2019年12月27日、私たちは大きな時代の転換点に立っています。いよいよ幕を開ける2020年代、ビジネスや生活のあり方を根本から変えるキーワードとして「身体拡張」が注目を集めているのをご存知でしょうか。これまで人類は、眼鏡や義歯といった道具で心身を補ってきましたが、これからはテクノロジーが肉体そのものと融合し、私たちの可能性を劇的に広げていくでしょう。
SNS上では「サイボーグみたいでワクワクする」「老いるのが怖くなくなるかも」といった期待の声が溢れています。この「身体拡張」とは、デジタル技術やロボティクスを駆使して、人間が本来持っている知覚や筋力、さらには肌の質感までもを強化・補完する概念を指します。もはやスマートフォンが「記憶の拡張」となったように、次なる舞台は私たちの「肉体」そのものへと移り変わろうとしているのです。
人工皮膚が変える美と医療の常識
革新的な事例として、花王とパナソニックが共同開発した「バイオミメシスヴェール」が挙げられます。これは極細の繊維を肌に吹き付け、透明な「人工皮膚」を形成する技術です。現在は2019年12月時点の最新ケアとして、就寝中の保湿を目的として展開されていますが、そのポテンシャルは計り知れません。将来的にこの技術が進化すれば、シミやあざを一瞬で隠す「身にまとう美肌」が当たり前になるはずです。
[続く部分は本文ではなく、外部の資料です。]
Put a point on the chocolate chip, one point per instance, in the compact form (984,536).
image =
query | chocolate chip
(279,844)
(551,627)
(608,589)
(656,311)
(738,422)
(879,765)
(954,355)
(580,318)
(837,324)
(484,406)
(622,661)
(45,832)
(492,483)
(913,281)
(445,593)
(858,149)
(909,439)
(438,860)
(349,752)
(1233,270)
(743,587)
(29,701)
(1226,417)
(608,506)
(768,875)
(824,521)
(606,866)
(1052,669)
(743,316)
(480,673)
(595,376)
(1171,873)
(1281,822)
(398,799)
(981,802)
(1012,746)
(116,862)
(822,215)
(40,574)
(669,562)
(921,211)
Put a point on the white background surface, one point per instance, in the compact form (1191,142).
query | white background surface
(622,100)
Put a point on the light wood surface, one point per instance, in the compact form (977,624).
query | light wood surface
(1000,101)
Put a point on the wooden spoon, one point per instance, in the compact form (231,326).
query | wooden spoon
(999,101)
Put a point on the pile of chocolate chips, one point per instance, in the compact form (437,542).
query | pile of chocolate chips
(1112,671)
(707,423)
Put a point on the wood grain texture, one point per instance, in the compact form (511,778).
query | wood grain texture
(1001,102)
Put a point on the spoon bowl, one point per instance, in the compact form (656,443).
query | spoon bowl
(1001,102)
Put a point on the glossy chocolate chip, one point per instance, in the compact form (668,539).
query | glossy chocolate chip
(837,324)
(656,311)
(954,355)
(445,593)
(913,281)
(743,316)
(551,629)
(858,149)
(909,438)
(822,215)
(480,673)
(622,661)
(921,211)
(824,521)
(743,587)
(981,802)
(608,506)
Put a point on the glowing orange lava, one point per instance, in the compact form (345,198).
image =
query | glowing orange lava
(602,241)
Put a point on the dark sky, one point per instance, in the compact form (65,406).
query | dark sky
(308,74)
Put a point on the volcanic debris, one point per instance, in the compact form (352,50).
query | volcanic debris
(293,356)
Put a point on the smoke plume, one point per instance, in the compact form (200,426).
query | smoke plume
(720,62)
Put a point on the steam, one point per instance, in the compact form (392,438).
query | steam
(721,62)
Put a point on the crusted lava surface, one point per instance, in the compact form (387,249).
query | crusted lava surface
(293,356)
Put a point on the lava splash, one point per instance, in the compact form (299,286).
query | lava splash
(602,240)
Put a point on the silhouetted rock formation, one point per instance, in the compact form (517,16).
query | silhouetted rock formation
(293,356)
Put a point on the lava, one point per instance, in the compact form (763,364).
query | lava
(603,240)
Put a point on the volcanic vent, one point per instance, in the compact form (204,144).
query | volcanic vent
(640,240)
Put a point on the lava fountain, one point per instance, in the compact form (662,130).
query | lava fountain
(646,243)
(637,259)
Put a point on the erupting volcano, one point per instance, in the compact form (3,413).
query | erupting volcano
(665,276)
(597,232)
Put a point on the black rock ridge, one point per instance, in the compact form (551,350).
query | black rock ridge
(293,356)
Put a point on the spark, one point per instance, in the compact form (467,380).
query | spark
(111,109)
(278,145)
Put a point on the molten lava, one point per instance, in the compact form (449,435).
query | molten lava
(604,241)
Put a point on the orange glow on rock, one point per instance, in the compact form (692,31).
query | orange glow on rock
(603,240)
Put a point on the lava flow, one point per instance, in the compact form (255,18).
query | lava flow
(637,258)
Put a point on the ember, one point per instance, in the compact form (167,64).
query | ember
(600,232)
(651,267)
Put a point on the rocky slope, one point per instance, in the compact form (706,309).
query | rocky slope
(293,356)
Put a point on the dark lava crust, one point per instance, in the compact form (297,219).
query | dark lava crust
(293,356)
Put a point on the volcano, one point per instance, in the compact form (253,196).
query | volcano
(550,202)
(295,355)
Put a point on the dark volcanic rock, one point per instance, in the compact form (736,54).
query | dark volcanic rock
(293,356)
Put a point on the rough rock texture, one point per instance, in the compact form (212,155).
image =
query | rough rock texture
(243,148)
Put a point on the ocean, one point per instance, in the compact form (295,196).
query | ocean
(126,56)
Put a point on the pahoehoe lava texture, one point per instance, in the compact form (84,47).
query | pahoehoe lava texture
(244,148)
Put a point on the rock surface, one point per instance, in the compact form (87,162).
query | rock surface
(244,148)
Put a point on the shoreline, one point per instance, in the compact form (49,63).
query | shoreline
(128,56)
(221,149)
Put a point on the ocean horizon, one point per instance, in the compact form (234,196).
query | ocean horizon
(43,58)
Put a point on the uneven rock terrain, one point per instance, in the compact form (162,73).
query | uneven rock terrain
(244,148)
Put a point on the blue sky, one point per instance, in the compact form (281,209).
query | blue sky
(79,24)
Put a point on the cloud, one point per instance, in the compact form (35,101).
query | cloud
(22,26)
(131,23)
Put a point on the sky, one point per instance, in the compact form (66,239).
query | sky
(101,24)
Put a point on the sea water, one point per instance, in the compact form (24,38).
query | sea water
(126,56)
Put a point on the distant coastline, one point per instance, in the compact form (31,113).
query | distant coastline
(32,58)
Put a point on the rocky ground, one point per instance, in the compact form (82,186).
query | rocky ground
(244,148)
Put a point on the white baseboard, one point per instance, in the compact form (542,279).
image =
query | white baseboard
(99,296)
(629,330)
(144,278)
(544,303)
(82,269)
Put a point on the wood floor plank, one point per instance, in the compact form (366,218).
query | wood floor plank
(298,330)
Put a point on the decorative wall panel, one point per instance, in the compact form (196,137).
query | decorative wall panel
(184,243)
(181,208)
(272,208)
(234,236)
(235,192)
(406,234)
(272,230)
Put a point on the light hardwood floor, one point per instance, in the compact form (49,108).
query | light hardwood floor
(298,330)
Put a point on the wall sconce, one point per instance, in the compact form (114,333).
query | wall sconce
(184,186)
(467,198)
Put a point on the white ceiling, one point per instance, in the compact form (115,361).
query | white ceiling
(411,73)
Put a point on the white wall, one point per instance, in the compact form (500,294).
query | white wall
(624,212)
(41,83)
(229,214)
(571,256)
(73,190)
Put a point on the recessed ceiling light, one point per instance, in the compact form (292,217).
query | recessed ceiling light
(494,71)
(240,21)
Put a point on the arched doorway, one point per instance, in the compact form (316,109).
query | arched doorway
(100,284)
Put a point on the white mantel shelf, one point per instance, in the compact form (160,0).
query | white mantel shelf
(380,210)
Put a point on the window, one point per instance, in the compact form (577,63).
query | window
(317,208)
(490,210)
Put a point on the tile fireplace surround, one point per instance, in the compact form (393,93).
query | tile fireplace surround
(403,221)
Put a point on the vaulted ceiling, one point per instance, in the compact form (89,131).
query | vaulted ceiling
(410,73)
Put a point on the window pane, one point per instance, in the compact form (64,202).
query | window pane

スキンケアの常識が塗り替えられるだけでなく、火傷の治療といった医療分野での貢献も大いに期待されています。男性が日焼けした褐色の肌を「吹き付ける」だけで手に入れる未来も、そう遠い話ではないでしょう。このように、自分の身体を自由にデザインできる時代がすぐそこまで来ていることに、私は編集者として強い高揚感を覚えます。固定された容姿に縛られない自由は、多くの人を救うはずです。
サイボーグ化する日常とスポーツの融合
身体のデジタル化はさらに加速しており、爪にICチップを装着するネイル技術も登場しました。これにより、スマホを取り出さずとも「手」をかざすだけで電車に乗れる利便性が実現しています。スウェーデンでは体内へのチップ埋め込みも進んでいますが、日本では着脱可能なデバイスによる「気軽な拡張」が主流になるでしょう。顔認証のような変更困難な生体情報より、自分でコントロールできる拡張の方が心理的障壁も低いはずです。
また、物流現場で活躍する「パワードスーツ」も低価格化が進み、一般普及の兆しを見せています。これは装着者の筋力を補助する外骨格ロボットで、今後は高齢者や歩行が困難な方の生活を支える不可欠なパートナーとなるでしょう。2020年に開催されるパラリンピックでは、義足の性能向上により健常者の記録を凌駕する場面が増えるかもしれません。テクノロジーによって、障害という概念そのものが書き換えられようとしています。
私は、乙武洋匡氏が義足で歩行に挑むプロジェクトに深い感銘を受けています。これまでは「加齢=衰え」でしたが、これからは「テクノロジーの更新=能力向上」という、毎年身体をバージョンアップさせる未来が訪れます。肉体の限界を突破し、誰もが最高のパフォーマンスを発揮できる2020年代は、人類にとって最もエキサイティングな10年間になるに違いありません。